The space is created in collaboration with North Carolina based artist Ambrose Rhapsody Murray and Slovenian sound artist Robertina Šebjanič. Engaging with Gumb’s text, Murray’s textile presented in the room explores migratory flows of people journeying through the seas and its ecological and historical impacts. Šebjanič’s sound piece enters into dialogue with Ambrose's aquatic works to amplify the feeling of immersion into water. Atlantic Tales (2020) is a musical composition sung in traditional Irish sean-nós style, addressing human and non-human oceanic migratory journeys in the age of the Anthropocene. In this multi-sensorial space, invite your body to rest and experience beyond the gaze, allowing senses to wash over you.

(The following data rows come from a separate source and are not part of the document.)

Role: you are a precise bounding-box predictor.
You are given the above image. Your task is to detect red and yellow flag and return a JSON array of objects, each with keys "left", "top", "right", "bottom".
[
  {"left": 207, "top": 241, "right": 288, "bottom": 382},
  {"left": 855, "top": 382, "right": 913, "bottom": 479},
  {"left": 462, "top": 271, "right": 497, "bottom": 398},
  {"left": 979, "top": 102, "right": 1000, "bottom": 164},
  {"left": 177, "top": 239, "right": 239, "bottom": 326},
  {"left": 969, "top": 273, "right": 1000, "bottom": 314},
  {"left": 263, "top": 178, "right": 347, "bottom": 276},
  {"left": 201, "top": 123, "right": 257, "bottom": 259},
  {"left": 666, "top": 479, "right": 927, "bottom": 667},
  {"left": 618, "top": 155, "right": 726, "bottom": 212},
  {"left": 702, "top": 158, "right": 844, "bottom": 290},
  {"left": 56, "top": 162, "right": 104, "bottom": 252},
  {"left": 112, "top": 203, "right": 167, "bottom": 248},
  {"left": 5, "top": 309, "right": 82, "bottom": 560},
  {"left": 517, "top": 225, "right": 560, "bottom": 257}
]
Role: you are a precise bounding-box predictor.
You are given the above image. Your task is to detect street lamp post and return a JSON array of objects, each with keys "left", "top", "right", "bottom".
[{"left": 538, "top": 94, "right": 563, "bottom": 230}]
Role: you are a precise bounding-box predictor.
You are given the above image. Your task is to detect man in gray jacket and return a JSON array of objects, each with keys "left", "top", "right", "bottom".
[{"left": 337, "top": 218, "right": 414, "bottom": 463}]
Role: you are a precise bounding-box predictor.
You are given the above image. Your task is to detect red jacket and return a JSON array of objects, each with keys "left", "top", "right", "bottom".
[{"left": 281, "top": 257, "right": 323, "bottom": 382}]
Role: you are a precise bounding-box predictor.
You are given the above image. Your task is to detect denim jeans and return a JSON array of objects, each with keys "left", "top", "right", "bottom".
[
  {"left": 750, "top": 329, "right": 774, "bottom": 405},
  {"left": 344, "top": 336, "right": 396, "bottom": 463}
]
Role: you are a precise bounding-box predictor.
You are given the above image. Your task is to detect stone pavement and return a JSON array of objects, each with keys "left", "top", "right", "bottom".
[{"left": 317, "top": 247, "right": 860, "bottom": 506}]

Through a series of workshops and events, the space becomes an invitation to actively dive into layered stories. An artist talk between Ambrose and Alexis, a meditation evening held by artist Laetisha Davine Lovelace-Hanson, the screening of Ella Frost, Soha Salem and Aisha Mirza’s film What you love too much to lose (2021) and workshop about more-than-human storytelling, and a plant-based photography development workshop offered by Kathryn Attrill, transform the space by sparking different conversations and providing tools to heal from past traumas and find new ways of living.
This public programme is curated by Antoine Schafroth, Mattie O’Callaghan, Jeanne de La Masselière, Weiduo Liu, Isabelle Lily Cain, JinYao Wang, Aleksandra Wojt, Carianne Annan, from MA Curating Contemporary Art Programme Royal College of Art as part of the Graduate Project 2022, in partnership with Gasworks.